Beach City Dam on the sugarcreek is loaded with carp.


----------



## firetiger (Jul 24, 2004)

u got that right fishing marshall. theres so many u can snag them. ever reel in a 30lb carp sideways???? lol


----------



## PAYARA (Apr 7, 2004)

Yep! Alot of carp at Beach City!But something about that place 
that I find creepy....esspecially around that dam/spillway building
there


----------



## firetiger (Jul 24, 2004)

i dont like it either when theres 10 cars parked and nobody around as far as the eye can see. and i dont think im going to look for them.


----------



## gonefishing8807 (Dec 5, 2005)

hey thanks again for the help.


----------



## tcba1987 (Jun 22, 2004)

ive been told theres alot of GAYS and druggies up there, BE CAREFUL you might see something that you dont want to see if you go looking for them.

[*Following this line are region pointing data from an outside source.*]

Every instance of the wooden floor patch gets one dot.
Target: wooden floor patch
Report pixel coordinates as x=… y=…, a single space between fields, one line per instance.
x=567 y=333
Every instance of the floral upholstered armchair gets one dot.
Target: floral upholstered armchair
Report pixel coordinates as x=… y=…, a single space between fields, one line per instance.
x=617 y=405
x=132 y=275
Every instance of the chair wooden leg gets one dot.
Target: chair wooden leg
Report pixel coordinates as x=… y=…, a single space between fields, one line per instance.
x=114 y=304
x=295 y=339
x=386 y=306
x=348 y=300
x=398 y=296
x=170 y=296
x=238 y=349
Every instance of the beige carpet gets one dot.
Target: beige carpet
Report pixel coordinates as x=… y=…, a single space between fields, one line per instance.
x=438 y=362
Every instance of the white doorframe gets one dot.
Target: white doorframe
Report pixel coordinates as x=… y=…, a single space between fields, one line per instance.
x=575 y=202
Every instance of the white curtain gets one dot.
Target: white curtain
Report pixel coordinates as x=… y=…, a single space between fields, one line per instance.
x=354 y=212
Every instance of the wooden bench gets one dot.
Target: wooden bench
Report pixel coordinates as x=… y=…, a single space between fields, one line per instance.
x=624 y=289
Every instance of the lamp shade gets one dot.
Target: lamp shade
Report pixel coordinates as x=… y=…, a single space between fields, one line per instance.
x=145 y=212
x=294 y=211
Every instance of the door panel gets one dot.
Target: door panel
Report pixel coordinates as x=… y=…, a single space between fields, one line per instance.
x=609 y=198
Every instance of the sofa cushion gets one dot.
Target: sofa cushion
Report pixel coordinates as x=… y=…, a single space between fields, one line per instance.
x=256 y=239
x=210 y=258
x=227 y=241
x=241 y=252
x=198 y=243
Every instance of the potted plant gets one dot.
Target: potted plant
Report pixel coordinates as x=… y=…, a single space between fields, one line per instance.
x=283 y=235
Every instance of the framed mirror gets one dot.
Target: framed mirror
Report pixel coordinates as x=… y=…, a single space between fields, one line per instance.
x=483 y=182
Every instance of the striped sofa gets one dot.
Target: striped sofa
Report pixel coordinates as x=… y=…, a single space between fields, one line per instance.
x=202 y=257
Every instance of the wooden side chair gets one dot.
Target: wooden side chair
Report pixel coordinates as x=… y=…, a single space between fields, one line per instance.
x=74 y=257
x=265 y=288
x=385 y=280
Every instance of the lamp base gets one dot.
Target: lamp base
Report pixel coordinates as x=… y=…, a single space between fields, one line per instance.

LOL


----------



## PAYARA (Apr 7, 2004)

LOL! Beach City is probably their new 'retreat' since they have 
been 'cracking' down on that crowd at Nimmisila!And I will say
that one could certinly do what they wanted at Beach City,as
everytime I have ever been there the place seems totaly 
deserted!I don't even want to know what goes on at that
place!


----------



## gonefishing8807 (Dec 5, 2005)

nasty thats all i can say


----------



## MadDad (Jun 9, 2005)

I've gone there several times and have never been bothered, other than the time this drunk dude and his girlfriend and kid came down the steps to fish. I was on the far side of the spillway. They start walking down the side of the spillway nearest to the parking lot, the drunk guy falls down onto the grass/mud just a few steps from the stairs. He isnt getting up after a few minutes, and the kid starts walking over to me, so I head over to see if he needs help. Here, he had slipped off the edge of the concrete apron where its about 6 inches or so above the ground, and broke his ankle. He is holding his leg up and his ankle is at some weird un-natural position. So I had to help him up all them steps, with his girlfriend on his other side, and 2 or 3 times his foot hit the steps and he would scream like a banshee. This was very early on a Sunday morning, the guy smelled like he just stepped out of the bar.


----------



## PAYARA (Apr 7, 2004)

Mad--I bet that was a sight!...lol..Those stairs are dangerous 
enough when sober!I bet there has been a number of 'accidents' 
on them?


----------



## Primus (Jul 6, 2005)

_this looks like another fish i would like to try for in 2006. any infomation on how to catch and were to catch would be helpful.

thanks
Evan_

If you live close to Stow, try Silver Springs off of Call Road (I think). I've picked up bowfin 4 or 5 times over the last two years. Like everyone is saying- alot of times they are caught unintentionally while bassin' or catfishing. Good fighters and nasty teeth. (Of course, avoid women with these attributes).


----------



## cowburner (Dec 8, 2004)

yea payara as other people have mentioned the killbuck is always good for Bowfin, you can also catch your share of carp too.after fishing it for years i dont think any one spot is any bettter for bowfin. I always seem to catch them, good fighters for when the pike arent biting.....good luck


----------



## PAYARA (Apr 7, 2004)

Cowburner...What are some of the best locations to fish Killbuck?
In general?

Thanks!


----------



## cowburner (Dec 8, 2004)

I like fishing the killbuck at south end of wooster, right next to water treatment place. They let the fishermen park down in the grass right next to bidge at waters edge. Then theres the killbuck marsh/wildlife area a few miles south of wooster, plenty of spots down there to fish. Killbuck runs right through it. Another good spot is off st rt 83 at holmes county/wayne county line turn west and river is just down road at bridge. Make sure you bring your skeeter spray if you go down there though. Lots of good fishing in the killbuck. Pike,Bowfin,saugeye,smallmouth,carp,catfish


----------



## PAYARA (Apr 7, 2004)

Cowburn--Thanks Alot for the great information!Good fishing 
too you!


----------



## gonefishing8807 (Dec 5, 2005)

yeah thanks for all the info


----------



## Pikedaddy (Jul 20, 2005)

Try hitting up Mogadore if you catfish it enough you will get one. It seems like we usually get them when just using crawlers. I have also seen bowfin caught while bassfishing at night on top . I also know Silver Springs also has them as" Primus said". Somehow bowfin are in there along with a few gar .Somebody who fishes erie probably got bored and brought some back .

good fishin


----------



## PAYARA (Apr 7, 2004)

What and where is this Silver Springs?I have a feeling I
already know..but to be sure?


----------



## PAYARA (Apr 7, 2004)

Can anybody answer the question in my last post  Thanks!


----------